Dr. Kano's selection of red-and-white colored belts may have been a symbolic representation of the principle of harmony suggested by the balance of Yin and Yang. On the other hand, Dr. Kano's dan ranking system may have represented a radical rejection of Japanese culture and a deliberate way of distinguishing his new and improved system from traditional jujutsu styles, according to Skoss. "Consider the times--the Meiji era was a time of great social, economic, and political change--and Kano was right in the middle of it all," Skoss said. "He was quite an innovator in his way, and he had some definite problems with a lot of feudal Japanese culture and mores. For instance, he wasn't at all happy with the way many jujutsu trainees were little more than ruffians, street punks, who used what they had learned to extort money from passerbys or to satisfy their distorted egos."
As an educator and a rationalist, who disdained unfounded superstition, Dr. Kano wanted to create a training system which was not physically injurious to his students and also lead to the development of higher moral standards or personal character, Skoss said.

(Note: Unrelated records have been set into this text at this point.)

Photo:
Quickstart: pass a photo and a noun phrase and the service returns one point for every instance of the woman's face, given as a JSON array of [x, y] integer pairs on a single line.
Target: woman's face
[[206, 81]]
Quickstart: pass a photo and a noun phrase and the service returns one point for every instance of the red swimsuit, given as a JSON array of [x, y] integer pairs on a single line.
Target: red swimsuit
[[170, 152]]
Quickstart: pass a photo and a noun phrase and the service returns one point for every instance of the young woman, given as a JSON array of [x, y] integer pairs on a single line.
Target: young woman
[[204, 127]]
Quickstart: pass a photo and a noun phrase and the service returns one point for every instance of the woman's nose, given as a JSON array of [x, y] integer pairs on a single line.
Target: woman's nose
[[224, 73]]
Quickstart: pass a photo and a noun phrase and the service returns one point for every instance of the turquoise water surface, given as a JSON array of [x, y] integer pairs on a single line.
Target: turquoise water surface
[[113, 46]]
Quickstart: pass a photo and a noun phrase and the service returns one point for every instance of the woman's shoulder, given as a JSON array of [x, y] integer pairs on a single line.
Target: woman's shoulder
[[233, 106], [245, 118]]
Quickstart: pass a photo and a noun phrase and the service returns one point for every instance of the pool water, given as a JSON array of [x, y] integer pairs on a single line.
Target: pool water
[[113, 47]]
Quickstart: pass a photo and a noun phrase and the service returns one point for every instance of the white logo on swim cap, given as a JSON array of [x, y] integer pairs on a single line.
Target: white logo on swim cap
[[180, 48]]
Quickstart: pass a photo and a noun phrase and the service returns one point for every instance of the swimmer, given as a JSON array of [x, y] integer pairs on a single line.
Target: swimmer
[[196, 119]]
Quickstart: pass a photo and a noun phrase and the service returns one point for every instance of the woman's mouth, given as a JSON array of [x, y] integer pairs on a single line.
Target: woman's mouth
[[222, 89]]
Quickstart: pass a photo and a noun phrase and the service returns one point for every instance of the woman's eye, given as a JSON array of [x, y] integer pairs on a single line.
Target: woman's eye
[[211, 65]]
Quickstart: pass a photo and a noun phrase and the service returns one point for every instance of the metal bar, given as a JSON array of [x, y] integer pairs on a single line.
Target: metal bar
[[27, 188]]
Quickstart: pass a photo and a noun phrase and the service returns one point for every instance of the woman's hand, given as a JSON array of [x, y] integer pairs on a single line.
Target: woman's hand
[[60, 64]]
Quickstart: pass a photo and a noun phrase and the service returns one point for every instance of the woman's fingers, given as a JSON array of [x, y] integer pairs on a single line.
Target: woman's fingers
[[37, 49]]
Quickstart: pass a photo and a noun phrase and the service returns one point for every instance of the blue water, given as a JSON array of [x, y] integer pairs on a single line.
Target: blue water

Yet, he was in competition with the older jujutsu ryu and felt much of the traditional culture was worth preserving. His adoption of a new ranking system may have been both a rejection of jujutsu traditions and a preservation of traditional Japanese hierarchy. "Japanese society is vertically structured," Skoss explains. "A strong sense of relative position is present in all social interactions, and symbols of rank have also been a part of the culture dating back to the Heian period and even before." Skoss cited the adoption of court ranks in earliest records of the Japanese imperial sovereignty, as well as the colored caps denoting rank and strong regulations regarding rank relationships during these periods. Dr. Kano's use of colored belts to denote the grading system ranks may have evolved from these traditions, according to Skoss.
Whatever the reason, the attainment of the black belt still represents a significant achievement in both technical skill and competitive ability for most judoka throughout the world.
However, as all first dan ranked judoka quickly learn, it also represents the initial step in a path to even higher awareness and greater achievement, one which may take a lifetime to pursue.